Reviewing Barack Obama's major speeches, I do find one theme that he returns to again and again. To take the version that the president used in his inaugural address: "What is required of us now is a new era of responsibility." This involves a reciprocal exchange -- "mutual interest and mutual respect" is how Obama put it that cold day in January, and he has returned often to that formulation.
This idea -- of balancing rights and responsibilities -- strikes me as a central pillar of Obama's foreign policy. Iran has the right to civilian nuclear power but the responsibility to abide by the Non-Proliferation Treaty; Israel has the right to live in peace but the responsibility to refrain from building settlements, which Obama rejects as illegitimate.
My reading of Obama's speeches was prodded by an administration official who thinks that journalists have been missing a theme that has been staring us in the face. And it's there, sure enough, as a recurring leitmotif. But there is dryness to this formulation -- a picture of international relations as a static structure of rules and norms -- that is part of this administration's weakness on issues that are wet with blood and emotion. Again, Afghanistan is the obvious example.
In Obama's formulation, America has regained its authority because it has returned to the global framework that the Bush administration disdained. Obama said this plainly in his Sept. 23 speech to the United Nations General Assembly. He talked about how the United States has "re-engaged" the world by dealing with issues that "fed an almost reflexive anti-Americanism." Obama listed his deliverables -- banning torture, ordering the closure of Guantanamo, withdrawing from Iraq, embracing negotiations on climate change and even paying America's bills at the United Nations.
Now it's your turn, was Obama's corollary message. For nations that defy international norms (read: Iran, North Korea), Obama warned of isolation: "America intends to keep our end of the bargain," he said. "Those nations that refuse to live up to their obligations [as signatories of the Non-Proliferation Treaty] must face consequences."
You can find similar language in almost every major address Obama has given.
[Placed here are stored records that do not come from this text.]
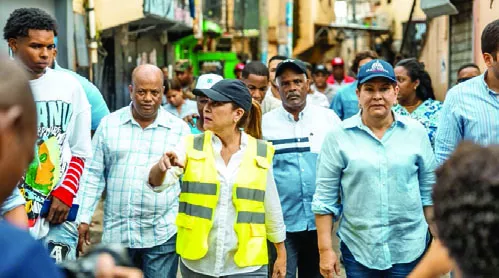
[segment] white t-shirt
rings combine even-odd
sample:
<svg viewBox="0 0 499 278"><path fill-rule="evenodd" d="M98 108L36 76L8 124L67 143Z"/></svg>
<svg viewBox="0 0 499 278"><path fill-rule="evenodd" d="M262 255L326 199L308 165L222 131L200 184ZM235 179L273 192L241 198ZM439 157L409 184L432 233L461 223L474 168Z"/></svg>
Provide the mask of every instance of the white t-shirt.
<svg viewBox="0 0 499 278"><path fill-rule="evenodd" d="M37 108L38 140L35 159L20 187L28 203L28 219L36 221L31 232L41 238L48 232L44 219L39 219L44 200L61 186L72 156L91 157L91 112L83 88L69 73L47 68L30 86Z"/></svg>
<svg viewBox="0 0 499 278"><path fill-rule="evenodd" d="M274 97L274 95L272 94L272 91L269 87L269 89L267 90L267 93L265 93L265 97L263 98L262 103L261 103L262 115L266 114L266 113L268 113L276 108L279 108L281 106L282 106L281 100Z"/></svg>
<svg viewBox="0 0 499 278"><path fill-rule="evenodd" d="M312 94L307 95L307 103L312 103L317 106L329 108L329 101L327 99L327 96L318 91L314 91Z"/></svg>

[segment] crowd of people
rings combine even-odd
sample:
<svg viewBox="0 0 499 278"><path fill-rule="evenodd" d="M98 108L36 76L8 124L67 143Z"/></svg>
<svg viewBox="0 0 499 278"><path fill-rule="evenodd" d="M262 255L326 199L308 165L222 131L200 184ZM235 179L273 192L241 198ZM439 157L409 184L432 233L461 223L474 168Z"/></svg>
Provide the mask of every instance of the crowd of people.
<svg viewBox="0 0 499 278"><path fill-rule="evenodd" d="M4 28L0 276L63 276L52 260L85 252L101 199L102 242L131 267L101 256L99 277L499 275L499 20L485 72L463 65L443 102L417 59L363 51L355 78L341 58L236 80L140 65L110 113L56 36L37 8Z"/></svg>

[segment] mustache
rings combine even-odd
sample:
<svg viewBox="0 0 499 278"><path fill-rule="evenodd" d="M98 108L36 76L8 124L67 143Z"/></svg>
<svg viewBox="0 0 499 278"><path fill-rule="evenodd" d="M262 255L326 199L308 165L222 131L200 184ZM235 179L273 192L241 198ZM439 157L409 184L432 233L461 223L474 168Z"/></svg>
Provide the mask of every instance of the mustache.
<svg viewBox="0 0 499 278"><path fill-rule="evenodd" d="M301 94L298 91L288 92L286 98L289 99L289 98L292 98L292 97L301 97Z"/></svg>

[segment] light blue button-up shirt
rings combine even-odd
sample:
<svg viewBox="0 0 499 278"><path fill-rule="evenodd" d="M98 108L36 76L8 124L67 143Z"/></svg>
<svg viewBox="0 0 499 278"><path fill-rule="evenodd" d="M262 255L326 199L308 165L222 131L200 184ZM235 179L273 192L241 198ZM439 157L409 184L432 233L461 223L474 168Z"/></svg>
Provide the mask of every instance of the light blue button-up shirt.
<svg viewBox="0 0 499 278"><path fill-rule="evenodd" d="M499 144L499 93L487 86L486 74L460 83L447 93L435 138L439 164L462 140Z"/></svg>
<svg viewBox="0 0 499 278"><path fill-rule="evenodd" d="M317 156L326 134L340 123L332 110L312 104L298 121L282 106L263 116L263 137L276 150L274 178L287 232L316 229L311 206Z"/></svg>
<svg viewBox="0 0 499 278"><path fill-rule="evenodd" d="M316 214L342 213L338 236L362 265L384 270L426 247L435 156L425 128L395 115L379 140L360 113L329 133L317 162ZM341 204L338 203L341 195Z"/></svg>
<svg viewBox="0 0 499 278"><path fill-rule="evenodd" d="M341 88L336 93L330 109L340 117L341 120L348 119L359 113L359 99L355 91L357 90L358 81Z"/></svg>
<svg viewBox="0 0 499 278"><path fill-rule="evenodd" d="M161 108L145 129L133 118L131 105L104 117L81 178L77 221L90 223L105 190L102 242L150 248L168 241L177 232L180 186L157 193L149 185L149 171L188 134L184 121Z"/></svg>

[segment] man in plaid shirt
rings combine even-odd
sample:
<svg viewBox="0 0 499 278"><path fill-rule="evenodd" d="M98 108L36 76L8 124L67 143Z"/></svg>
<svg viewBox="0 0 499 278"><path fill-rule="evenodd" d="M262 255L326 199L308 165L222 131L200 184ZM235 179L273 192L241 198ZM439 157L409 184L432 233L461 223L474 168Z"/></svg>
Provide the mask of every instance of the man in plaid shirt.
<svg viewBox="0 0 499 278"><path fill-rule="evenodd" d="M148 174L150 166L190 131L161 108L164 87L158 67L137 67L129 91L131 105L106 116L92 140L94 156L80 186L78 248L89 244L89 223L105 189L102 241L127 246L145 277L174 278L180 186L156 193Z"/></svg>

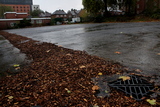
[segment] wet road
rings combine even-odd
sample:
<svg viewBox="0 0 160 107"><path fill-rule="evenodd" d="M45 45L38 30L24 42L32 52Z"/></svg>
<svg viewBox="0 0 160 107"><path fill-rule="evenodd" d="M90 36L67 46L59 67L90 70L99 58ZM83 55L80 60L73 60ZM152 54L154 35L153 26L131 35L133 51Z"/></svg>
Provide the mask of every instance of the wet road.
<svg viewBox="0 0 160 107"><path fill-rule="evenodd" d="M16 73L18 69L16 70L14 65L20 64L22 66L27 64L29 60L26 58L25 54L20 53L19 49L15 48L8 40L0 35L0 76L8 74L9 72L5 72L8 70Z"/></svg>
<svg viewBox="0 0 160 107"><path fill-rule="evenodd" d="M60 25L7 32L85 50L142 69L146 75L160 75L160 22Z"/></svg>

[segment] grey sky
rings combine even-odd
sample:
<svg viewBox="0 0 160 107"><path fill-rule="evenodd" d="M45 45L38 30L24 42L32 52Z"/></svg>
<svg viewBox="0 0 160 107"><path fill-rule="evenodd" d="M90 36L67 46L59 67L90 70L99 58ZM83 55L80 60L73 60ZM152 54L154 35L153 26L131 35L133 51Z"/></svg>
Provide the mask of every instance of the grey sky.
<svg viewBox="0 0 160 107"><path fill-rule="evenodd" d="M70 9L83 8L82 0L33 0L34 5L40 5L40 9L53 13L55 10L63 9L67 12Z"/></svg>

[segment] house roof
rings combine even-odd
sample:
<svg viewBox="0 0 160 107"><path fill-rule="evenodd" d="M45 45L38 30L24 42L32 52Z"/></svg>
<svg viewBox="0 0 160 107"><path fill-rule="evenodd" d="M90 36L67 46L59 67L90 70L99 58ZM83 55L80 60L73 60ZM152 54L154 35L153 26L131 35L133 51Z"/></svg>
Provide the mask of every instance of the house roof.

In his June 4 speech in Cairo, he spoke of Israeli and Palestinian "obligations" under international agreements. In a July 11 speech in Accra, Ghana, he told Africans that partnership with the United States "must be grounded in mutual responsibility and mutual respect." When he disclosed Iran's secret enrichment facility on Sept. 25, he blasted Tehran for "refusing to live up to [its] international responsibilities."
This vision of a global rule of law exemplifies what we are coming to understand as Obama's way of thinking -- optimistic, rational, practical. But like the mantra of "change" that got him elected, it is an empty vessel waiting to be filled with the details of real life. It's not a strategy. It's a formula for how to solve problems -- which is not the same as global leadership.
Obama hasn't applied this doctrine directly to Afghanistan, but let me briefly try: The international community has made a commitment, through the United Nations and NATO, to help rebuild Afghanistan. That mission is limited, but it does carry continuing responsibilities. Training the Afghan army and promoting security is one; supporting economic development and better governance is another; encouraging Afghan political reconciliation is a third.
The notion that the United States can break with that mission -- and opt for a more selfish counterterrorism strategy that drops the rebuilding part and seeks to assassinate America's enemies with Predator drones from 10,000 feet -- would not fit well with any reading of the Obama doctrine. That approach, to be blunt, would be lawless.